Fernzüge auf der Bahnstrecke Hannover–Berlin müssen in dieser Zeit umgeleitet werden. Für diese bereits geplante Sperrphase rechnet die Bahn mit zusätzlichen Fahrzeiten von rund 60 bis 80 Minuten.
Für 2027 lässt sich dieser Wert jedoch nicht einfach übernehmen. Gerade weil die Lehrter Stammbahn als vorgesehene Ausweichstrecke ausfällt, muss die Verkehrsführung neu berechnet werden. Wie lang Reisende künftig zusätzlich unterwegs sein werden, ist offen. Ebenso wenig steht fest, welche ICE- und IC-Linien auf welchen Routen verkehren oder wo Halte entfallen könnten.
Bisherige Sperrtermine für 2027 sind nicht in Stein gemeißelt
Nach dem bislang veröffentlichten Planungsstand sollte der Abschnitt zwischen Lehrte und Fallersleben vom 5. Februar bis 9. Juli 2027 vollständig gesperrt werden. Für die Strecke zwischen Fallersleben und Berlin-Spandau war eine weitere Totalsperrung vom 16. Oktober bis 11. Dezember 2027 vorgesehen.
Diese Zeiträume markieren weiterhin den bisherigen Stand. Allerdings hat DB InfraGO inzwischen ausdrücklich angekündigt, neben dem Verkehrskonzept auch die Bauphasen zu überprüfen. Für Reisende bedeutet das: Die bekannten Termine sind eine wichtige Orientierung, können aber nicht mehr als endgültiger Fahrplan für das gesamte Jahr 2027 gelten.

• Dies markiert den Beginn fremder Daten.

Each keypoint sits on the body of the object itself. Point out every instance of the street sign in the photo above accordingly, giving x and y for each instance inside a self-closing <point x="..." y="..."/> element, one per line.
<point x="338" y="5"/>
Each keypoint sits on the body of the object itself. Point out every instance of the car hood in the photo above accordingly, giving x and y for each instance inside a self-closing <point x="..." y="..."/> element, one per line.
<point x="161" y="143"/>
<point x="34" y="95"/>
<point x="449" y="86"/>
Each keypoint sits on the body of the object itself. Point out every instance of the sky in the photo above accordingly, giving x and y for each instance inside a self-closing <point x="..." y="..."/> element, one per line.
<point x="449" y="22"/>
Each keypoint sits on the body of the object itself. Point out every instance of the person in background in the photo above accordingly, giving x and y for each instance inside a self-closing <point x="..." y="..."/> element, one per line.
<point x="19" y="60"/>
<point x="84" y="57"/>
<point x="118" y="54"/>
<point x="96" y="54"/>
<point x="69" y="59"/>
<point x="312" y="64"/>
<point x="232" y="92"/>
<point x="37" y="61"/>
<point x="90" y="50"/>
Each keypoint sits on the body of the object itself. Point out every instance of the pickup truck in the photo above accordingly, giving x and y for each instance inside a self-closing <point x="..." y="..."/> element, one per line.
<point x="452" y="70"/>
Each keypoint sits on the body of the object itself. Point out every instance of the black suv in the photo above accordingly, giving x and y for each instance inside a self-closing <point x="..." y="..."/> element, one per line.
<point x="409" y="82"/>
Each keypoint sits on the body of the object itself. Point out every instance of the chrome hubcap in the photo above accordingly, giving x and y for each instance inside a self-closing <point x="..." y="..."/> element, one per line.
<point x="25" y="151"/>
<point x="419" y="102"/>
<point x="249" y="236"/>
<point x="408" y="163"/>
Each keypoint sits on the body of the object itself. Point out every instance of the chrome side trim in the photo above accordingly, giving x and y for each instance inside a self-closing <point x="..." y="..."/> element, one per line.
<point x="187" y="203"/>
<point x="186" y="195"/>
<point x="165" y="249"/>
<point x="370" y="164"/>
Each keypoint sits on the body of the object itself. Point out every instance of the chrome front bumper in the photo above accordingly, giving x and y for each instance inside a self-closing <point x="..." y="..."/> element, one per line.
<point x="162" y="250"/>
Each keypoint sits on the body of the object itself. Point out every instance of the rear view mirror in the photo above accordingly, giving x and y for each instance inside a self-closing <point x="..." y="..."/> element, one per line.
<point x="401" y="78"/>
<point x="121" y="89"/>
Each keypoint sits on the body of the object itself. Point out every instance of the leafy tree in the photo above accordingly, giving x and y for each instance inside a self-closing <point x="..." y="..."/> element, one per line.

An der grundlegenden Sanierung der Strecke hält die Bahn fest. Der Korridor zwischen Lehrte und Berlin ist rund 221 Kilometer lang und gehört zu den stark belasteten Bahnverbindungen zwischen Niedersachsen, Sachsen-Anhalt, Brandenburg und der Hauptstadt.
Geplant sind umfassende Arbeiten an Gleisen, Weichen, Bahnhöfen und weiteren Anlagen. Unter anderem sollen mehr als 175 Weichen und rund 260 Kilometer Gleis erneuert werden. Hinzu kommen Arbeiten an Lärmschutzanlagen sowie Modernisierungen an zahlreichen Stationen entlang der Strecke.
Was Reisende aus Hannover jetzt wissen müssen
Für Fahrgäste in Hannover ist derzeit vor allem die Trennung zwischen gesicherten Fakten und offenen Planungen wichtig. Sicher ist: Die Sanierung kommt. Sicher ist auch, dass die Lehrter Stammbahn 2027 nicht wie vorgesehen für Umleitungen zur Verfügung steht. Unklar bleibt dagegen, wie der konkrete Fahrplan nach der Neuplanung aussehen wird.
- DB InfraGO überarbeitet das Verkehrs- und Bauphasenkonzept für 2027.
- Die Lehrter Stammbahn fällt voraussichtlich bis Dezember 2027 als geplante Umleitungsstrecke aus.
- Die Strecke über Magdeburg soll für den zusätzlichen Verkehr vorbereitet werden.
- Konkrete neue Fahrzeiten und Linienführungen sind bislang nicht veröffentlicht.
- Auch bisherige Sperrzeiträume können im Zuge der Neuplanung noch angepasst werden.
Für Wolfsburg, Braunschweig und weitere Städte entlang der Bahnstrecke Hannover–Berlin gilt dasselbe. Noch ist nicht bekannt, welche Züge künftig über Magdeburg oder andere Strecken geführt werden, ob einzelne Halte wegfallen oder wie sich die Reisezeiten im Detail entwickeln.
Auch beim Regionalverkehr bleiben Fragen offen. Frühere Konzepte sahen während einzelner Bauphasen Einschränkungen beim RE30 und Ersatzverkehre vor. Ob diese Planung nach dem Ausfall der Lehrter Stammbahn unverändert Bestand haben kann, ist derzeit nicht bestätigt.
Entscheidend ist nun, wie die Bahn den Engpass auffängt
Die eigentliche Nachricht für 2027 ist daher nicht eine Absage der Sanierung, sondern der Ausfall einer Strecke, die für das bisherige Umleitungskonzept eine tragende Rolle spielte. DB InfraGO muss den Verkehr nun unter schwierigeren Bedingungen neu verteilen.
Für Reisende auf der Bahnstrecke Hannover–Berlin beginnt damit eine Phase, in der vieles vorbereitet, aber noch nicht abschließend entschieden ist. Die Bauarbeiten selbst bleiben geplant. Offen ist vor allem, wie die Bahn den Verkehr während der Sperrungen organisiert – und wie stark sich die neue Lage am Ende auf Fahrzeiten, Halte und Verbindungen auswirkt.